Pobre calzado con bolsas en los pies en el MetroGustavo Morales

Crónicas Castizas

Veinte minutos en Metro

La inversión de un euro y medio del billete es rentable por las concentraciones de gente que no puede moverse y sobre la que actúan los oradores que de eso viven, que no es poco

El autobús es más agradable, pero el tamaño de las megaciudades impone las prisas y el Metro es rápido, feo y sin atascos. Ahí estaba apoyado en la pared del vagón cuando entra un hombre grande y barbudo en el tren, llevando un teclado manoseado y su trípode. Le acompaña una chica más joven, gordita, en cómodo y antiestético chándal. El hombre anuncia, con acento argentino, lo mismo es paraguayo, de forma amable, que quieren ofrecer un poco de música. No espera respuesta alguna.
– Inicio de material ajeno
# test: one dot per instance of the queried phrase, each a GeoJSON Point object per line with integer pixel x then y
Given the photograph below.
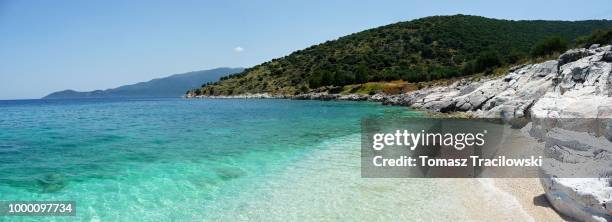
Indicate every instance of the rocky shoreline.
{"type": "Point", "coordinates": [565, 103]}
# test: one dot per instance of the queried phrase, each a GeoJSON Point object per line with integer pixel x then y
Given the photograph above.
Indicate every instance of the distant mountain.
{"type": "Point", "coordinates": [425, 49]}
{"type": "Point", "coordinates": [171, 86]}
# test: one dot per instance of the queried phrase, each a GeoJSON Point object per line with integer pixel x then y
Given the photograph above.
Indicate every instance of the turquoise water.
{"type": "Point", "coordinates": [206, 160]}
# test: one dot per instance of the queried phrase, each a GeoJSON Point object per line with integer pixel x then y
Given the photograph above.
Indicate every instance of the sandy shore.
{"type": "Point", "coordinates": [528, 192]}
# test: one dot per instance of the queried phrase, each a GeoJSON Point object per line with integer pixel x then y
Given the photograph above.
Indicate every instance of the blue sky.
{"type": "Point", "coordinates": [47, 46]}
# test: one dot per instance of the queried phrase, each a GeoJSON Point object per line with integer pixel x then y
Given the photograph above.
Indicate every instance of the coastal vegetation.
{"type": "Point", "coordinates": [421, 50]}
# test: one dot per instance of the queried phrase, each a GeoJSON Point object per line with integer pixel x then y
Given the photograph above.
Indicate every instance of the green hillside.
{"type": "Point", "coordinates": [424, 49]}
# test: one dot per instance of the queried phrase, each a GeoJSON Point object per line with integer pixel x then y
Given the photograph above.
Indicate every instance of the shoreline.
{"type": "Point", "coordinates": [541, 99]}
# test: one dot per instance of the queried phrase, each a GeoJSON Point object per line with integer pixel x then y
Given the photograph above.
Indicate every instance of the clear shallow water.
{"type": "Point", "coordinates": [194, 160]}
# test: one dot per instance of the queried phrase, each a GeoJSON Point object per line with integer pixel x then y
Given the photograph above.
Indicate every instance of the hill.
{"type": "Point", "coordinates": [424, 49]}
{"type": "Point", "coordinates": [171, 86]}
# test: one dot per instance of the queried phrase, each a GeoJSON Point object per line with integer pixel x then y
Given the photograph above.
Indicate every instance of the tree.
{"type": "Point", "coordinates": [361, 76]}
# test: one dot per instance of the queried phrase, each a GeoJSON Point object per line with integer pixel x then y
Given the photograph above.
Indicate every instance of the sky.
{"type": "Point", "coordinates": [47, 46]}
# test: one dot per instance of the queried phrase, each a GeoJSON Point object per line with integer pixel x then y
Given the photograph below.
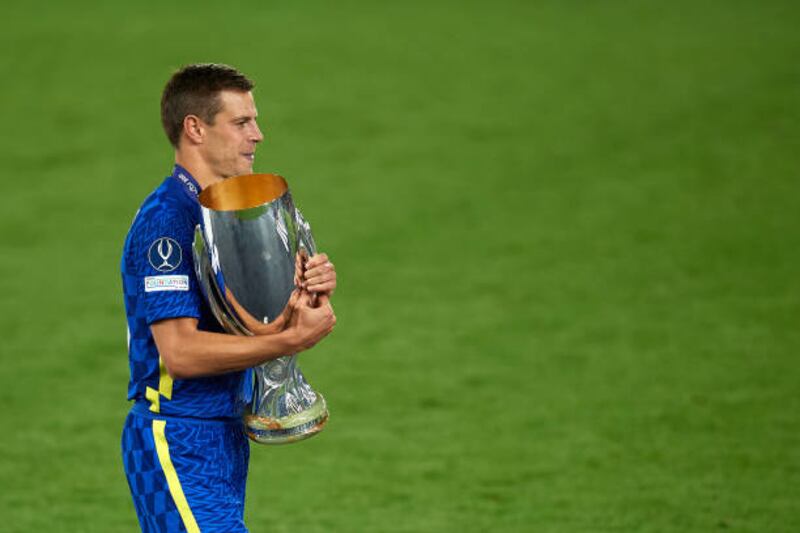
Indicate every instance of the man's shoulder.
{"type": "Point", "coordinates": [166, 203]}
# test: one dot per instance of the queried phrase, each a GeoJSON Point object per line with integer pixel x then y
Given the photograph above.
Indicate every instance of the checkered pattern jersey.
{"type": "Point", "coordinates": [183, 445]}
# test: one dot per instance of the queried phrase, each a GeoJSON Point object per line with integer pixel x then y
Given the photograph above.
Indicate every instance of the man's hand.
{"type": "Point", "coordinates": [319, 275]}
{"type": "Point", "coordinates": [311, 320]}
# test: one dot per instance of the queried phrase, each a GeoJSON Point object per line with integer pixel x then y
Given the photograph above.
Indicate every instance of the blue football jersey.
{"type": "Point", "coordinates": [159, 283]}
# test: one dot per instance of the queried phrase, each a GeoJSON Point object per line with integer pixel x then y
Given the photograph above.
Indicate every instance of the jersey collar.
{"type": "Point", "coordinates": [190, 185]}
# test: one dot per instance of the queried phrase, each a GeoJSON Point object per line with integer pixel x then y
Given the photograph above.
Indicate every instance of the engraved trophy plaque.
{"type": "Point", "coordinates": [248, 252]}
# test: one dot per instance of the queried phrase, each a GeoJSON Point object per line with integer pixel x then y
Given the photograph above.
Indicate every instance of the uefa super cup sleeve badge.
{"type": "Point", "coordinates": [248, 252]}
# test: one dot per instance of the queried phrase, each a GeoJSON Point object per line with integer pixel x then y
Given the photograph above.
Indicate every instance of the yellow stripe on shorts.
{"type": "Point", "coordinates": [175, 489]}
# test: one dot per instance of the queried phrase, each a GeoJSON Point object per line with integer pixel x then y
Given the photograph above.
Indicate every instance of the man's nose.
{"type": "Point", "coordinates": [257, 136]}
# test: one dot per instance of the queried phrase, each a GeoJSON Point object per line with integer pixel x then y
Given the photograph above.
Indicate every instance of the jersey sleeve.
{"type": "Point", "coordinates": [162, 253]}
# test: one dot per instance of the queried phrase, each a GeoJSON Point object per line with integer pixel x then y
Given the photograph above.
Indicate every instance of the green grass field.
{"type": "Point", "coordinates": [567, 235]}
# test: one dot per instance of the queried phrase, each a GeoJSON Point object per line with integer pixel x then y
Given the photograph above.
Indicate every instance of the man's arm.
{"type": "Point", "coordinates": [190, 353]}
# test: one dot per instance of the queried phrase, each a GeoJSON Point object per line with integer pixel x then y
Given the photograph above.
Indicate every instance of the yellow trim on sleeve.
{"type": "Point", "coordinates": [152, 396]}
{"type": "Point", "coordinates": [175, 489]}
{"type": "Point", "coordinates": [164, 380]}
{"type": "Point", "coordinates": [164, 388]}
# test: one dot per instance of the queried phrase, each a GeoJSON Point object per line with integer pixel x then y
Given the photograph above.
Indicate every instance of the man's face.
{"type": "Point", "coordinates": [230, 143]}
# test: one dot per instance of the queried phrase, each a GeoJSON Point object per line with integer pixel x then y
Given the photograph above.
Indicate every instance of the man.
{"type": "Point", "coordinates": [184, 447]}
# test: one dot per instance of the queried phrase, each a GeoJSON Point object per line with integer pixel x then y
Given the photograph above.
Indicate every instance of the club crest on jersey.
{"type": "Point", "coordinates": [165, 254]}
Monta con pericia el chiringuito y mientras toca las teclas del piano electrónico, la chica le observa con arrobo, exhala dulzura, le mira como quien mira al mar.
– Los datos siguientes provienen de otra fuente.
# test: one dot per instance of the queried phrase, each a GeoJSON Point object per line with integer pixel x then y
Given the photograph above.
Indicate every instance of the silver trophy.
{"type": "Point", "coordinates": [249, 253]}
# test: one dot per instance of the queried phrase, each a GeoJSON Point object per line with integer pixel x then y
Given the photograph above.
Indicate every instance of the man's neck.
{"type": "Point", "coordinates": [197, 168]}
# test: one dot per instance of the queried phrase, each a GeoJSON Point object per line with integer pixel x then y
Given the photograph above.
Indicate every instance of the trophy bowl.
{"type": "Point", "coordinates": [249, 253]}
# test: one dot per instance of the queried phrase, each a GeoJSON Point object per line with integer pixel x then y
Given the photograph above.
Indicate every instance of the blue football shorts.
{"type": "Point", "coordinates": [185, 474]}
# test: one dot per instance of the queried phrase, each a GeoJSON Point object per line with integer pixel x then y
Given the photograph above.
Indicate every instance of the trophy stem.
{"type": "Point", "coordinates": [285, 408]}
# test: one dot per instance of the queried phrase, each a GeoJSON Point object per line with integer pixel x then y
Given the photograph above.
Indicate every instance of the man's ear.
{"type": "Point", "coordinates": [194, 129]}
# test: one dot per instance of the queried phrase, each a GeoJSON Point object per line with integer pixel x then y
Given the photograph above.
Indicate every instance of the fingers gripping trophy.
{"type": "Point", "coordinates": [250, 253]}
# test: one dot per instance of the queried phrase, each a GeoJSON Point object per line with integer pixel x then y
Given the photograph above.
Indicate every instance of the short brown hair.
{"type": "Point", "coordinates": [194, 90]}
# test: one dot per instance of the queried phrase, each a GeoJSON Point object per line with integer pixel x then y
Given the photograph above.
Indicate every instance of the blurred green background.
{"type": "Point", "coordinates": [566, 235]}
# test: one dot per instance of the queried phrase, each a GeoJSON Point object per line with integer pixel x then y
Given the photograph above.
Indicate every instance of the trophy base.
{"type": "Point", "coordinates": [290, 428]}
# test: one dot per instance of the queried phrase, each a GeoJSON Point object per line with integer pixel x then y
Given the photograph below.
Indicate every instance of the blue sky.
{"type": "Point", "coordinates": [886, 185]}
Anuncia el hombre grande y ultramarino que ahora tocará su hija indicando con un gesto a la chavala deportiva de ropas y no de carnes, era amor filial, brillo intenso en la mirada, estaba yo confundido de nuevo. Cuando suena 'El cóndor pasa' en los dedos de la chica me asaltan recuerdos de guateque de los años setenta. El padre entra por encima de la moza, acceden al teclado y lo tocan a cuatro manos. El hombre deambula entre los pasajeros sin molestar y sale seguido de su diligente hija, él muy alto, ella bajita. Es conmovedor contemplarles tocando y mirándose, al menos la primera vez que lo ves, cuando llevas tres, lo es menos.

Entra otro hombre y llora, nos cuenta que los comedores sociales están atestados, a reventar y que él tiene hambre. Sobre su camiseta negra cuelga de su cuello moreno un Cristo. Clama su desventura. Es una escena dura. Lo malo de los vagones de la línea 6 es que son diáfanos. Cuando el pedigüeño, sea dicho con todo respeto, baja en la estación y se sube unas cuantas puertas más allá, está visible en el mismo vagón y actúa sobre el mismo público sobre el que lanzó su monólogo. La escena se repite cual si fuera el día de la marmota y pierde efectividad sin que haya pedagogía.

Por el otro extremo entra una pareja de mujeres cetrinas, con el pelo sucio casi totalmente cubierto por pañoletas oscuras y ajadas que también piden. Mueven faldas largas y con lamparones inverosímiles, farfullando algo incomprensible con tono de maldición zíngara. A continuación se estrena en el vagón un hispano en la treintena, quien vende sólo por un euro, bolígrafos retráctiles y minilinternas de leds. Ya no son flores a real para lucirlas en el ojal en la calle de Alcalá. Tampoco es la florista.

Una muchacha alta y bonita se desplaza para poner su barriga de embarazada a la altura de los ojos de cuatro zagales que intentan camuflarse ocultándose tras sus teléfonos móviles, y que se hacen los despistados ocupando los asientos del vagón. La chica no se corta y habla claro en tono imperativo: «A ver quién de vosotros se va a levantar y dejarme un sitio para sentarme». Los chicos se ponen en pie como un solo hombre. Dudo si ha sido el tono o que a las guapas les hacen más caso.

La estúpida ausencia de un libro donde haberme refugiado de los hechos consuetudinarios que acontecen en el vagón me lleva a pensar varias cosas: Es mejor equivocarse dando, como hacía el doctor Alberto Miguel Arruti. Esto es dolorosamente conocido: 1 Corintios. 13.

Un hombre alto y su mujer, de perfil romano, una pareja bien vestida, le compran una chuchería de las que ofrece sin gracia a una chica devastada, la piel sobre los huesos. Se ve que se lo piensan mejor y la llaman para darle un billete de 50 euros. Se compadecen de una presunta enfermedad que explique su aspecto menesteroso. Apenas susurra unas gracias inaudibles, desaparece del vagón y alguien testigo de la escena sentencia en voz alta: ya tiene para el pico de caballo de hoy. La pareja caritativa tuerce el gesto, no se les había ocurrido esa posibilidad.

La cuestión pasa de lo personal a lo social cuando todos ellos han entrado en un trayecto de Metro de 20 minutos. La saturación reduce la caridad, que tampoco es mucha, excepto si eres Arruti o San Martín, el de la capa, no el general. La inversión de un euro y medio del billete de Metro es rentable por las concentraciones de gente que no puede moverse y sobre la que actúan los oradores que de eso viven, que no es poco.